According to the report, the health department is “committed to making Long Beach a healthy, safe and thriving community for all” by continuing to work with community-based organizations and expanding their reach to help “populations that are disproportionately impacted by inequities and advance health equity in Long Beach.”

During Tuesday’s meeting, the council also decided to move forward with a Tree Replacement Program, which would establish standards and streamlined processes to safely promote and preserve the city’s trees as they become planted.

“Residents brought to my attention that replacing trees one for one does not necessarily mean that you’re replacing the tree canopy, which is so vital to our tree network,” said Councilwoman Stacy Mungo, who introduced the program.

Mungo maintained that trees are an important part of Long Beach and contribute to air quality. In 2018, the urban tree canopy statistics in Long Beach ranged from about 12% to 30% while there were also about 77 to 737 canopy acres present, with these results varying by zip code, according to the United States Department of Agriculture.

During public comment, city residents raised concerns over the amount of time it took to get tree permits approved by the public works department.

Long Beach Sustainability states on its website that it supports the growth of the city’s urban forest through the tree planting programs that can allow residents to have a tree planted, whether it’s in their parkway or a fruit tree planted in their front yard at no cost.

In addition, the Tree Planting Program launched the free fruit tree program in January 2019 through the grant funding of CalFire, but due to numerous applications, only addresses in the prioritized neighborhood map would be accepted.
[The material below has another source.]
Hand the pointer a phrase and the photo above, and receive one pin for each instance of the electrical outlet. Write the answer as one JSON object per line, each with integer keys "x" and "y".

Mungo added that the city needs to “have a plan in place that requires utilities to replace the tree canopy” and other trees in an appropriate manner.

“Some of our utility partners believe that when a tree is in the way of their business they just need to be decapitated,” Mungo said. “Tree canopies are a big component of health and air cleanliness, which is really important to our city.”

The Long Beach City Council will reconvene via teleconference next month.